Esses máximos, e a ideia de que a urgência orçamental desapareceu, parecem ter sido suficientes para levar os partidos a concluir que é um bom ângulo de ataque para as legislativas. Há descidas para todos os gostos: IVA, IRC, IMI e, claro, IRS. Entre as propostas eleitorais de todos os partidos, nenhuma pedra fiscal fica por levantar (ver caixas). Só no IRS, o PSD quer um desagravamento de 1,2 mil milhões de euros, através de redução das taxas dos escalões intermédios. O CDS é ainda mais ambicioso e pretende uma descida de 15% da taxa em todos os escalões de IRS o que custaria 3,2 mil milhões de euros. O PS não deu números, mas António Costa prometeu novos desdobramentos dos escalões, seguindo o modelo que já aplicou nesta legislatura. O PCP quer aumentar o mínimo de existência (abaixo do qual as famílias não pagam IRS) e reduzir as taxas mais baixas, ao mesmo tempo que as sobe para 65% e 75% para os rendimentos superiores a 152 mil e a 500 mil euros, respetivamente. Já o BE sugere que os rendimentos de capital sejam englobados no IRS e quer criar mais dois escalões de rendimento. Entre os partidos fora do Parlamento, a Iniciativa Liberal tem provavelmente a proposta mais radical: uma taxa única de IRS de 15% para todos os rendimentos.
O fiscalista João Espanha concorda que essa viragem do debate para os impostos “está a acontecer” e que se “deve à circunstância de o País estar a atravessar uma fase de alguma saúde”. “É um tema que é caro a uma grande franja da população que acha que está a pagar a festa desde o grande aumento de impostos de Vítor Gaspar”, acrescenta.
Manuel Faustino, fiscalista e ex-diretor do IRS, também acha que “há claramente maior presença dos impostos no debate”, mas nota que a discussão é normalmente pouco aprofundada. “É muito concentrada no agravamento ou desagravamento de taxas de imposto”, explica à VISÃO. “Antigamente, o debate era mais substantivo, porque os partidos apresentavam reformas fiscais. Agora, o IRS está esgotado. Para falar a sério, era preciso mudar todo o modelo de tributação.”
No entanto, nenhum deles acredita que a próxima legislatura possa trazer uma descida significativa dos impostos, seja por falta de vontade política ou por constrangimentos orçamentais. Embora tenha mais margem de manobra, Portugal continua obrigado a respeitar compromissos europeus e pressionado a reduzir a sua dívida pública, ainda uma das maiores do mundo. “Não acredito que os impostos desçam verdadeiramente. Haverá muita cosmética, mas poucos resultados”, sublinha João Espanha. “Há um problema de fundo: o sistema fiscal ou é mais simples ou é mais justo. Preferia que fosse mais simples.”

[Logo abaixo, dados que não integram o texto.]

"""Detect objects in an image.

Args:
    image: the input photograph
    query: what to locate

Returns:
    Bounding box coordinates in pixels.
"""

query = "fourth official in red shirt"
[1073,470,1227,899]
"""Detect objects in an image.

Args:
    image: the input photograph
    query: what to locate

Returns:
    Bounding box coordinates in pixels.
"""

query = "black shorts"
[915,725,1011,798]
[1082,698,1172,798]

Por poucos resultados, o fiscalista quer dizer uma descida substancial de impostos que os faça regressar ao nível pré-crise. Recorde-se que, na apresentação do Orçamento do Estado para 2013, o então ministro das Finanças, Vítor Gaspar, anunciou um “enorme aumento de impostos” que permitiu, num só ano, aumentar a receita de IRS em 35%. “Nunca mais vai haver uma descida de IRS para o nível anterior ao enorme aumento de impostos”, frisa Manuel Faustino. “O Estado tem pouca flexibilidade de corte da despesa. Quando se habitua a determinado tipo de recursos, passa a assumir que eles continuarão lá. É o novo normal, não tenha dúvida.”

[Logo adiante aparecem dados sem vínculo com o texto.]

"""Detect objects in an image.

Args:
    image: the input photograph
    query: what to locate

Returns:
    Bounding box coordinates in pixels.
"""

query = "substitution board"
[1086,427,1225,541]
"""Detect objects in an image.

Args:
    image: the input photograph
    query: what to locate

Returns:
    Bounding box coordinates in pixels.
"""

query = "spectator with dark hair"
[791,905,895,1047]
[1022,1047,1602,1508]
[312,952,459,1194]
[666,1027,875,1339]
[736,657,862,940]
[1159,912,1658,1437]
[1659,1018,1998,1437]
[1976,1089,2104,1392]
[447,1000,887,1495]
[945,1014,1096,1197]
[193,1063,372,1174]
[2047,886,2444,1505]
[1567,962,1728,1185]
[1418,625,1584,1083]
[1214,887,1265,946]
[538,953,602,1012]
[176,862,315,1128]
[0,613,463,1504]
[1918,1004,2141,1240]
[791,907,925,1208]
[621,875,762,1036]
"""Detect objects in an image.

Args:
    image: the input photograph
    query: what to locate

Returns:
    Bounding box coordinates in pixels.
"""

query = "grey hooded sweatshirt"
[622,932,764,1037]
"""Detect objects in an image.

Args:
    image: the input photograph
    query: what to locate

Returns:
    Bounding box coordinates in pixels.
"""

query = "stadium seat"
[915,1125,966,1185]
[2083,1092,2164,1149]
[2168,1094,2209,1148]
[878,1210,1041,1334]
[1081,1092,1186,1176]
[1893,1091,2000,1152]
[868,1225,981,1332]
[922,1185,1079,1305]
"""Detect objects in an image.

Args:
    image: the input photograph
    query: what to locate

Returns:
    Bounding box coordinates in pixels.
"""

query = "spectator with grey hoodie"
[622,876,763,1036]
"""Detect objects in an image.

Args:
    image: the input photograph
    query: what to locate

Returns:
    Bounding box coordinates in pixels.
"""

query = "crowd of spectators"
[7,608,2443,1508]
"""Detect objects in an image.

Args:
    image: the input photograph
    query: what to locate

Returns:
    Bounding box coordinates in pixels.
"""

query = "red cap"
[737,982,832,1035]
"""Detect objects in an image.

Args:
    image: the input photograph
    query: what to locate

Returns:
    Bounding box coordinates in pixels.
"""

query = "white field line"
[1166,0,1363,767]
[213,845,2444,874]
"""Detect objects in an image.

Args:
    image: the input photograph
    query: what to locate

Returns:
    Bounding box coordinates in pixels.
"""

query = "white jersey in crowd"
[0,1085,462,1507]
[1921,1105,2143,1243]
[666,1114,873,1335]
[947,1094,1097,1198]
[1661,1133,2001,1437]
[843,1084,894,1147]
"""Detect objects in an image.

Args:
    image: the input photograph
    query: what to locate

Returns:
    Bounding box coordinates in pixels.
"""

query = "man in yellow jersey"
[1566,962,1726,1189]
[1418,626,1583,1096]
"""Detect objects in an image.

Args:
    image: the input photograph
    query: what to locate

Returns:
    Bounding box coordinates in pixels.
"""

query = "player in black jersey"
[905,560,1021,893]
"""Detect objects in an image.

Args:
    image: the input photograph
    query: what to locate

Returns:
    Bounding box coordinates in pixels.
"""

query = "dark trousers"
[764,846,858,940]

Portugueses preferem melhores serviços
A concentração de propostas fiscais está a gerar até algumas quezílias entre os partidos. Há alguns dias Rui Rio, tuitou que o PS tem “copiado” medidas fiscais apresentadas pelo PSD. De facto, os socialistas não parecem ter o trabalho de casa muito desenvolvido nesta área. Prometem uma descida de impostos, mas não dizem quanto nem exatamente como (o programa eleitoral do PS fala numa nova revisão de escalões que “acentue a progressividade”), levando mesmo o CDS a desafiá-lo a apresentar números.
Talvez o PS não dê assim tanta importância ao tema. Numa entrevista dada em junho à TSF, o primeiro-ministro assumiu que descer impostos não está no topo da lista das tarefas para a próxima legislatura. “A minha prioridade é prosseguir a trajetória de repor a qualidade dos serviços públicos, em particular do SNS, e continuar esta trajetória de redução sustentada do défice e da dívida”, afirmou.
Além da justificação ideológica, outro dos motivos para o PS hesitar em colocar o carvão todo na locomotiva dos impostos é que não existem indícios de que essa seja uma prioridade dos eleitores. Uma sondagem recente do ICS e do ISCTE para o Expresso concluía que a generalidade dos eleitores se inclina mais para ter “melhores serviços públicos, mesmo com impostos mais altos” do que para ter “impostos mais baixos, mesmo com piores serviços públicos”. Numa escala de 0 a 10, a média apontava para 5,6. Mais curioso: não existem diferenças ideológicas entre esquerda/direita neste tema e, apesar de haver alguma separação entre quem simpatiza com o PS ou com o PSD, ela é ligeira (5,8 vs. 5,3) e mostra uma preferência pelos gastos com serviços públicos em ambos os grupos.
“O que esta pergunta e outros estudos indicam é que temos muitas dificuldades em encontrar os atributos dos eleitores que expliquem a sua resposta. Existe uma relação com a inclinação partidária, mas é uma diferença pequena”, explica à VISÃO Pedro Magalhães, investigador do ICS e coordenador destes inquéritos, do trabalho de campo à interpretação dos dados.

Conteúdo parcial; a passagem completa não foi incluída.